Armed only with his enthusiasm and his UNH degree, Brinckerhoff set out to launch his new business—the first of its kind in Latin America. It was rough going at first. "I worked around the clock for one year," he says. But with his wife, Maria, Brinckerhoff built Costa Rican Entomological Supply into one of the world's leading suppliers of butterfly pupae.

Cultivating butterflies takes patience—and a steady hand. Much of the breeding work is done beneath house-sized net enclosures in the forest. Here, safe from predators, adult butterflies lay eggs—up to several hundred thousand, which are carefully collected and placed on potted plants where they hatch into caterpillars and begin a month of nonstop eating.

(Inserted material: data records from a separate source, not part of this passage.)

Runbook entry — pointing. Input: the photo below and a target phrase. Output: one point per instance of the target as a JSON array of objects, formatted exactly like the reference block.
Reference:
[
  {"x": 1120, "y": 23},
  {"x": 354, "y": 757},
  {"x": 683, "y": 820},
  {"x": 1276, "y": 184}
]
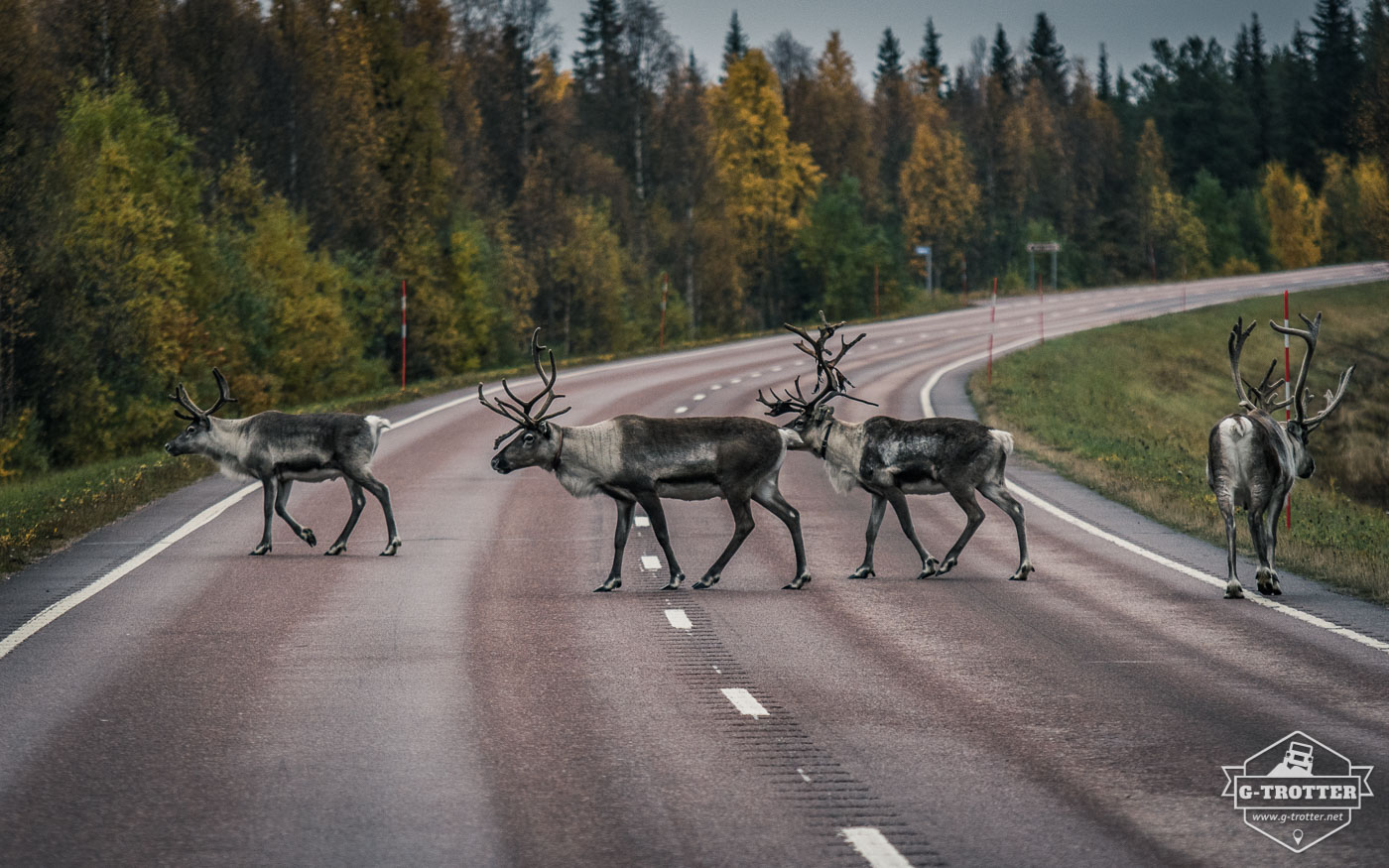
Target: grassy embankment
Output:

As soon as the caterpillars spin their cocoons, timing becomes critical. In just two weeks the insects will emerge as butterflies. But first they a have a long journey to make as they are shipped to destinations around the world. If the timing is off, the butterflies will emerge en route and die. When they are ready, the pupae are packed 40 to 100 per cotton-stuffed foam box and sent off.

Customers include many large institutions with butterfly exhibits like the Smithsonian, Callaway Gardens and the Museum of Natural History. The couple has also developed their Butterfly Farm into a popular tourist destination where visitors take tours and, on export days, watch thousands of pupae—more than 400,000 per year—being packed for export.

Through the years, formerly unskilled locals have become valued employees at Brinckerhoff's company, and he has trained many independent breeders from whom he now buys pupae. His butterfly enterprise has also helped more than 100 Costa Ricans leave poverty behind and become part of the middle class, and is cited by Harvard Business School as a case study of a successful, socially inclusive business.